The Rolling Stones and Philosophy_ It's Just a Thought Away - Luke Dick [76]
But I Like It. Even though my own tastes go toward experimentalism and away from “blues orthodoxy,” given the choice of listening to either Sgt. Pepper or Satanic Majesties, I would happily choose the latter. And that is because, even though Sgt. Pepper is undoubtedly really good, great even, as a musical work, and not only in itself but because of all the doors that it opened up, as an actual listening experience Satanic Majesties is really cool (whether that’s a valid category in philosophical aesthetics, it should be).
I don’t necessarily disagree with Stones fans who overlook the album. It has plenty of flaws. It’s derivative—a knock-off within the field of what can be called “Pepperisms.” And it’s a departure from what most Stones fans expect from a Stones album. Philosophers like Alain Badiou argue that every philosopher and every artist has, at most, one great idea to contribute. Certainly this could be said of The Stones, their idea being a combination of blues and rock—something that Satanic Majesties is not.

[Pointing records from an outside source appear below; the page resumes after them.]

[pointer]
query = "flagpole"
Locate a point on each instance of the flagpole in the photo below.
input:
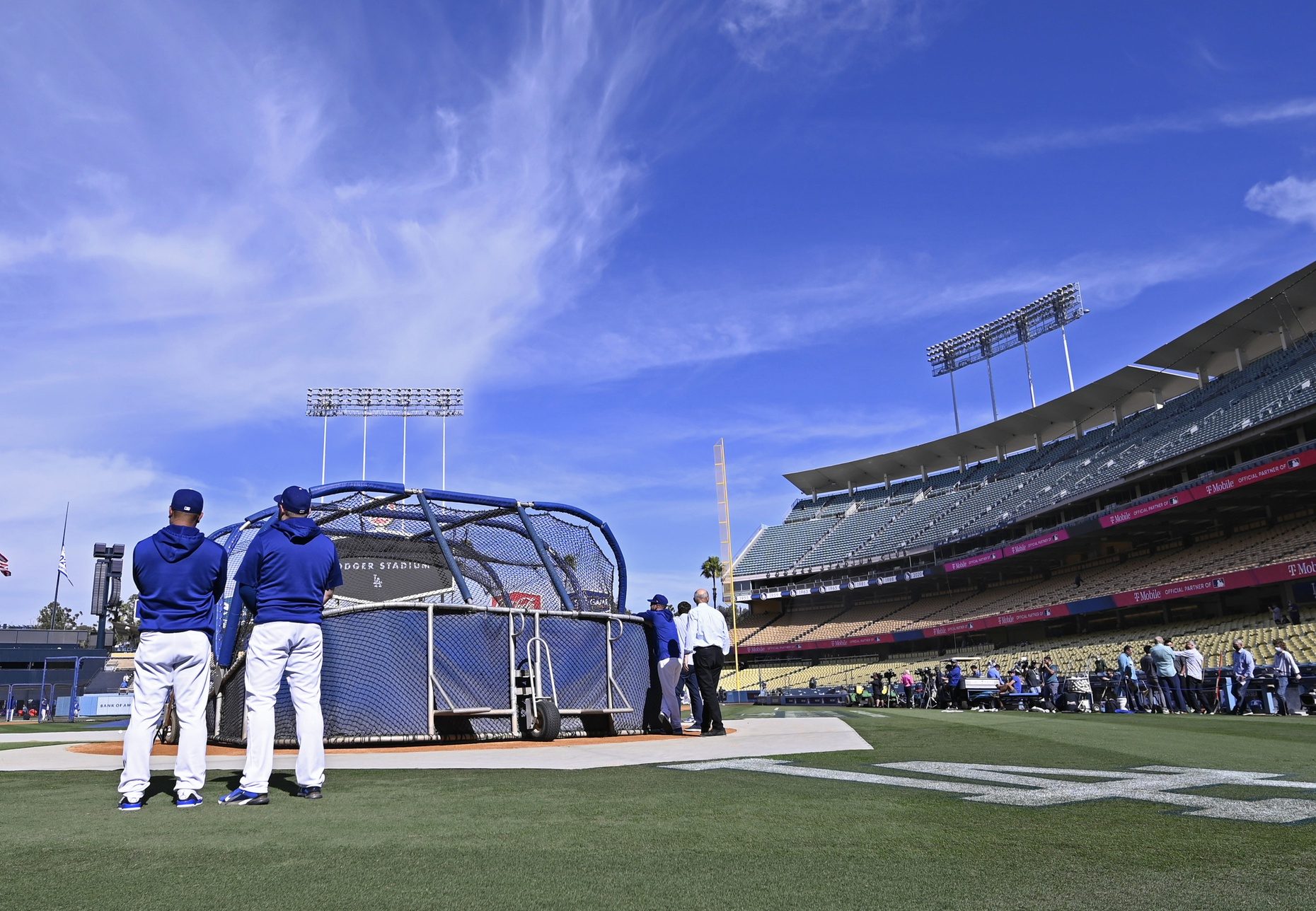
(59, 570)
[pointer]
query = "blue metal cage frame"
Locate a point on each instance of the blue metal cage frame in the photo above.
(521, 634)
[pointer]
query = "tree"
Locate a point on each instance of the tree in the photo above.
(57, 617)
(127, 625)
(712, 569)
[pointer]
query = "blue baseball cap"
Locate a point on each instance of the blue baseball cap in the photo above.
(186, 501)
(295, 499)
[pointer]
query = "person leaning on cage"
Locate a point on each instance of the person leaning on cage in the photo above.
(707, 646)
(179, 577)
(688, 681)
(667, 657)
(286, 579)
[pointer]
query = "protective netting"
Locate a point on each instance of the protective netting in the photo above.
(374, 686)
(378, 683)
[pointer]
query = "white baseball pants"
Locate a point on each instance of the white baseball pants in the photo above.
(669, 672)
(182, 663)
(274, 648)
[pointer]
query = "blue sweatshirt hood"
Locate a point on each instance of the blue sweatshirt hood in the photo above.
(174, 542)
(299, 530)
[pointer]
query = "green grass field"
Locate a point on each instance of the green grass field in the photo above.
(653, 837)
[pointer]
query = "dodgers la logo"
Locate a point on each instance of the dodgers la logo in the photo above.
(1028, 787)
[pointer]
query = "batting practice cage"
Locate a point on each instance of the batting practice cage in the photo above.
(460, 617)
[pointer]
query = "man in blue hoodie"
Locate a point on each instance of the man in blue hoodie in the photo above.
(666, 657)
(179, 577)
(286, 577)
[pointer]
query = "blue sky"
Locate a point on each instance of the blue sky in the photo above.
(627, 229)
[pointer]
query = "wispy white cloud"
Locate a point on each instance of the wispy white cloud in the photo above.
(212, 244)
(866, 293)
(826, 33)
(1291, 199)
(1133, 131)
(112, 498)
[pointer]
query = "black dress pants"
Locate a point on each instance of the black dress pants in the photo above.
(708, 671)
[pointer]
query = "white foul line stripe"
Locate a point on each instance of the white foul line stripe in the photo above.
(1027, 787)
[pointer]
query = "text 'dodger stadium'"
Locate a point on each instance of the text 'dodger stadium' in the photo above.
(460, 617)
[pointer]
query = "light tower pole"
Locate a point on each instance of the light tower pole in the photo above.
(404, 403)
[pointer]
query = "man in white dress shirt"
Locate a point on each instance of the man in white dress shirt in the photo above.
(707, 644)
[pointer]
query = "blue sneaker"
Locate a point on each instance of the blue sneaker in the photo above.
(241, 798)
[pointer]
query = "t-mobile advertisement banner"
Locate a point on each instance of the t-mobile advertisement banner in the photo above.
(817, 644)
(998, 620)
(1211, 487)
(969, 562)
(1008, 550)
(1036, 542)
(1295, 569)
(1149, 509)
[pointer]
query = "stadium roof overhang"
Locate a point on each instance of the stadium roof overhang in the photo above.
(1261, 324)
(1266, 322)
(1111, 398)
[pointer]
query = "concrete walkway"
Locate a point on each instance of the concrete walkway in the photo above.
(62, 738)
(753, 738)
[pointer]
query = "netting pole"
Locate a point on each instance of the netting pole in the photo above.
(544, 557)
(44, 665)
(73, 692)
(724, 521)
(448, 553)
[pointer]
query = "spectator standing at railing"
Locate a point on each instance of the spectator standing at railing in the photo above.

The album is also kind of sloppy. Perhaps “lackadaisical” is the word, and the criticism hinges on being able to distinguish between just letting things go musically and seeing what happens—running a musical experiment, in other words—and not pulling things together as well as they should be. Of course The Beatles (and George Martin) excelled at pulling things together in this way. If the The Beatles are T.S. Eliot, The Stones are more Allen Ginsberg and his ‘first thought, best thought’ school of writing poetry. With Ginsberg and The Stones, you don’t get the good stuff without all of the surrounding mess; and some of the best stuff is right on the edge of being a mess. While Sgt. Pepper has “edge” in places, it is not “edgy,” as is Satanic Majesties. Perhaps you have to have the “mess” in order to also have the feeling that there is something wild and untamable that is about to burst through your speakers or headphones, and that at some points does burst through. (Perhaps these are the moments when “really cool” as an aesthetic category starts to mean really good or even great.) Even so, there are many moments with Satanic Majesties where it seems as if the band could have pulled things together a bit more.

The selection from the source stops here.